2

I have a pandas.dataframe that looks like this:

columns    0    1   2   3   4   5
           A    A   A   A   B   B
           B    B   B   C   C   D
           D    D   E   E   F   F

I want to plot this using pyplot.imshow(), specifying the following colormap:

color_dict = {
    "A": "#DA291E",
    "B": "#83DF39",
    "C": "#E8132d",
    "D": "#008933",
    "E": "#006CB3",
    "F": "#52BFEC"
}

If I was plotting a bar or a scatter I could just call with the argumentcolor=a_list_of_colors but this doesn't work with imshow().

Instead I need to call with a cmap but as far as I understand it isn´t possible to create a cmap where a specific color is mapped to a value.

This means I need to create a colormap like this:

    from matplotlib.colors import ListedColormap 

    _colors = ["#DA291E", "DA291E", "DA291E", "DA291E" 
               "#83DF39", "#83DF39", "#83DF39", "#83DF39", "#83DF39", #...and so on]
    cmap = ListedColormap(_colors, name="custom_cmap")
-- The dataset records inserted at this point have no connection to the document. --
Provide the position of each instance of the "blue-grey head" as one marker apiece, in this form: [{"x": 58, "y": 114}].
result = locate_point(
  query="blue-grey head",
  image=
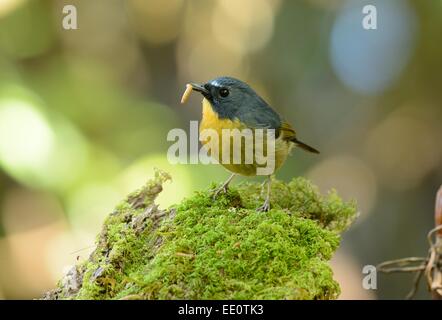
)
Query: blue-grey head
[{"x": 234, "y": 99}]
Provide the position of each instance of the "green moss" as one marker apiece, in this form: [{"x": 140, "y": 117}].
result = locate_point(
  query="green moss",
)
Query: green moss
[{"x": 223, "y": 249}]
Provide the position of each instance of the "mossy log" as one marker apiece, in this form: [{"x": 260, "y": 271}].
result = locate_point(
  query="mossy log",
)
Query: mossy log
[{"x": 223, "y": 249}]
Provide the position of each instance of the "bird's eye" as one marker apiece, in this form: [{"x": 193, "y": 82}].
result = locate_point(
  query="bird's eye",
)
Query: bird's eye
[{"x": 224, "y": 92}]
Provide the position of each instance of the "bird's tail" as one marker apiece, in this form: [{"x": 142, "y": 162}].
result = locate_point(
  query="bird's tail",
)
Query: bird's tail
[{"x": 304, "y": 146}]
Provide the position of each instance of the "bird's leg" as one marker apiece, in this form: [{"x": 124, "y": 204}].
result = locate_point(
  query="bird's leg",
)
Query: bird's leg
[
  {"x": 266, "y": 205},
  {"x": 223, "y": 187}
]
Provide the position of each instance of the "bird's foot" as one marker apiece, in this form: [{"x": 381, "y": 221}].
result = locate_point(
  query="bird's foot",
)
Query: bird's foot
[{"x": 265, "y": 207}]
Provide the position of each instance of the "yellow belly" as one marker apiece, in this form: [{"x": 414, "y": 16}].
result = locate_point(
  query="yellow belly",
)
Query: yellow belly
[{"x": 211, "y": 121}]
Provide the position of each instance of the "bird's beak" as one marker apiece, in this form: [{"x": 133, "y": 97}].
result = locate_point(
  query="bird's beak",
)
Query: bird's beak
[
  {"x": 197, "y": 87},
  {"x": 200, "y": 88}
]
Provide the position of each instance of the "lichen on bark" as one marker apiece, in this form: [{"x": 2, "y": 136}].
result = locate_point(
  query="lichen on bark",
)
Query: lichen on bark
[{"x": 223, "y": 249}]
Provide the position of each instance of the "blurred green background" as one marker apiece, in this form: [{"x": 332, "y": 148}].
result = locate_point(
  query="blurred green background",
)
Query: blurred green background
[{"x": 84, "y": 116}]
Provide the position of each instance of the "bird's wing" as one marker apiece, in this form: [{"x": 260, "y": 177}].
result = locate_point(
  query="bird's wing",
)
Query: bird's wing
[
  {"x": 289, "y": 134},
  {"x": 259, "y": 115},
  {"x": 287, "y": 131}
]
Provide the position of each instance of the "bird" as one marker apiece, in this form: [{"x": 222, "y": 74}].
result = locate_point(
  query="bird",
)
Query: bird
[{"x": 229, "y": 103}]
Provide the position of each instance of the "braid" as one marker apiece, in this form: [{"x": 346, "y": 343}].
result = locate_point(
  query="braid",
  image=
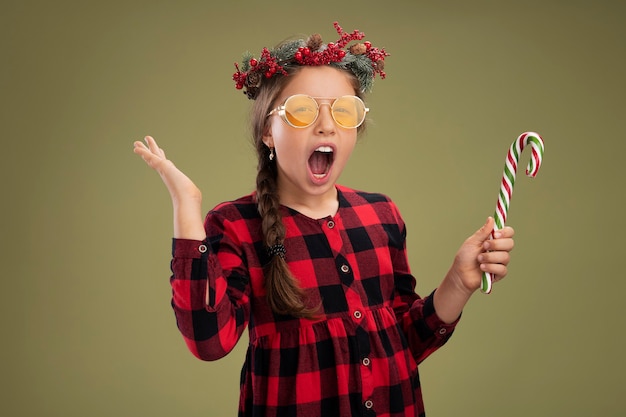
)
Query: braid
[{"x": 284, "y": 295}]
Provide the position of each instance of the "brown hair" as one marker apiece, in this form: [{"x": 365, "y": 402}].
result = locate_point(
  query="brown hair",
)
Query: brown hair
[{"x": 284, "y": 294}]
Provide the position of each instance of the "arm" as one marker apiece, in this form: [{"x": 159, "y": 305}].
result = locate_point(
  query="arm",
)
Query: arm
[
  {"x": 209, "y": 293},
  {"x": 186, "y": 197}
]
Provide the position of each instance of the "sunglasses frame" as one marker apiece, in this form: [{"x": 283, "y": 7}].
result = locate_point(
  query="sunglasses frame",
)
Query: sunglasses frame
[{"x": 280, "y": 110}]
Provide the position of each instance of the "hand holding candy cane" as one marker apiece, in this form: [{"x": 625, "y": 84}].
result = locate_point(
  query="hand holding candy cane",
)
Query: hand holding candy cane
[{"x": 508, "y": 181}]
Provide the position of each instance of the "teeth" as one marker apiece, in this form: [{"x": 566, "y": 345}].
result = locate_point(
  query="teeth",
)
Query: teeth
[{"x": 324, "y": 149}]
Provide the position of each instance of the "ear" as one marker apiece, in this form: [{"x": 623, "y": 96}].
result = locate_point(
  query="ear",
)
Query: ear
[{"x": 268, "y": 139}]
But is there a better way to go about this?


I thought I could implement above method but for some reason it doesn't work and I can't seem to figure out why.

I begin by creating a color_list based on a long series version of my df above and then convert that list to a colormap:

color_list = list(series.map(color_dict))
custom_cmap = ListedColormap(color_list, name="custom_cmap")

The long series basically looks like this:

A
A
A
A
B
B
B
B
B
C
#...and so on

The fifth element in my df is Band when I print custom_cmap.__dict__.colors[4] I get #83DF39 which corresponds with the string value B in my df. So the mapping is correct.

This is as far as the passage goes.